Freyberg’s dogma-breaking discovery highlighted that pancreatic dopamine plays a key role in controlling blood sugar by interacting with D₂ receptors on the surface of pancreatic cells that control production and secretion of hormones insulin and glucagon. When the fragile balance between glucose-raising and -lowering hormones is destabilized by antipsychotic medications, dysglycemia and diabetes may follow.

However, peripheral dopamine signaling can be harnessed for therapeutic good. In collaboration with researchers at the National Institutes of Health’s National Institute on Drug Abuse (NIH NIDA), the team created a molecule that can limit antipsychotic drugs from blocking D₂ receptors in organs like the pancreas, but not in the brain. This molecule, called bromocriptine methiodide, or BrMel, is structurally similar to bromocriptine – an FDA-approved drug to treat type 2 diabetes – but has a modification that makes it less likely to pass through the brain-blood barrier if administered systemically, therefore limiting its activity to the periphery.

Early studies in mice suggest that dopamine’s effects on glucose metabolism require communication between the brain and the peripheral organs including the pancreas. Experiments have shown that, unlike systemically administered bromocriptine that improves the glucose profile of insulin-resistant mice, peripherally-limited BrMeI, or bromocriptine delivered directly to the brain, failed to show improvements. Drugs like BrMeI that can stop antipsychotic medications from acting on peripheral targets may therefore be useful in preventing, or even reversing, dysglycemia.

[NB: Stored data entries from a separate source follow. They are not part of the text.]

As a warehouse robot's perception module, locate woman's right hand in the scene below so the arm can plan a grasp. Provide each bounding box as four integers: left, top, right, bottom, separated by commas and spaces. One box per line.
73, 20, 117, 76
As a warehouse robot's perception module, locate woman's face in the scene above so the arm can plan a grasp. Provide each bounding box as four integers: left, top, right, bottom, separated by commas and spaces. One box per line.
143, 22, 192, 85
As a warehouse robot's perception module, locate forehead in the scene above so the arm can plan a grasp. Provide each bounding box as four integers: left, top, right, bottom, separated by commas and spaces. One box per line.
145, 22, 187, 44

Freyberg and his collaborators at Pitt are in the early stages of a safety clinical trial to ensure that the therapeutic effects of antipsychotic drugs are preserved when these psychiatric medications are administered in tandem with bromocriptine since it is already FDA approved. They hope to launch a bigger trial to test the efficacy of BrMel and similar molecules for limiting dysglycemia in the next several years.

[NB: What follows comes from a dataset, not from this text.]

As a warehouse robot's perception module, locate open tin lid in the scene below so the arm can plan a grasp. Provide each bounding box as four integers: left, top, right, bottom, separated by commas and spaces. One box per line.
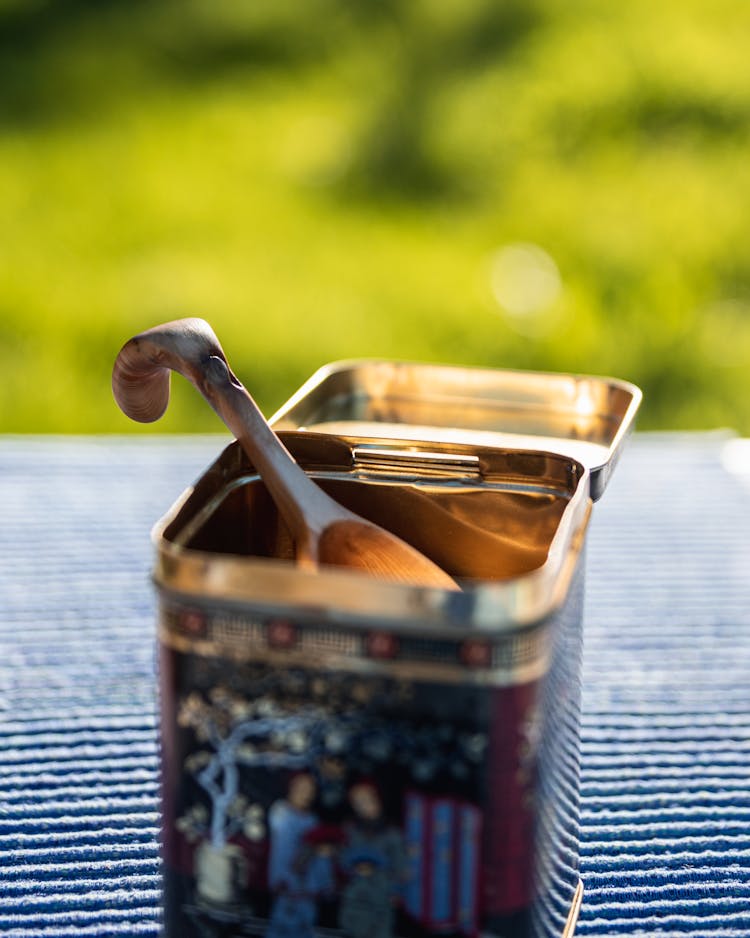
271, 360, 642, 500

“The fact that both the brain and the body are required to maintain stable glycemic control provides a novel dimension in understanding neuropsychiatry and begins to integrate disparate pieces of knowledge about different organ systems into a coherent whole,” said Freyberg.

“The majority of psychiatric medications are prescribed by general practitioners and not psychiatrists,” he added. “We hope that our research builds awareness about the importance of communication between the brain and the rest of the body in maintaining physiological functions and reminds clinicians that they should also consider that drugs designed to act on targets in the brain, like psychiatric medications, may also have significant actions outside of the brain when making prescription recommendations.”

Other authors of this research are Zachary Farino, M.S., Despoina Aslanoglou, Ph.D., and José Mantilla-Rivas, M.D., all of Pitt; Alessandro Bonifazi, Ph.D., Michael Ellenberger, J.D., Comfort Boateng, Ph.D., and Amy Hauck Newman, Ph.D., all of NIDA; Rana Rais, Ph.D., and Barbara Slusher, Ph.D., both of Johns Hopkins University; Sandra Pereira, Ph.D., and Margaret Hahn, M.D., Ph.D., both of the University of Toronto; Amy Eshleman, Ph.D., and Aaron Janowsky, Ph.D., both of the Oregon Health & Science University; and Gary Schwartz, Ph.D., of Albert Einstein College of Medicine. The content is solely the responsibility of the authors and does not necessarily represent the official views of the National Institutes of Health.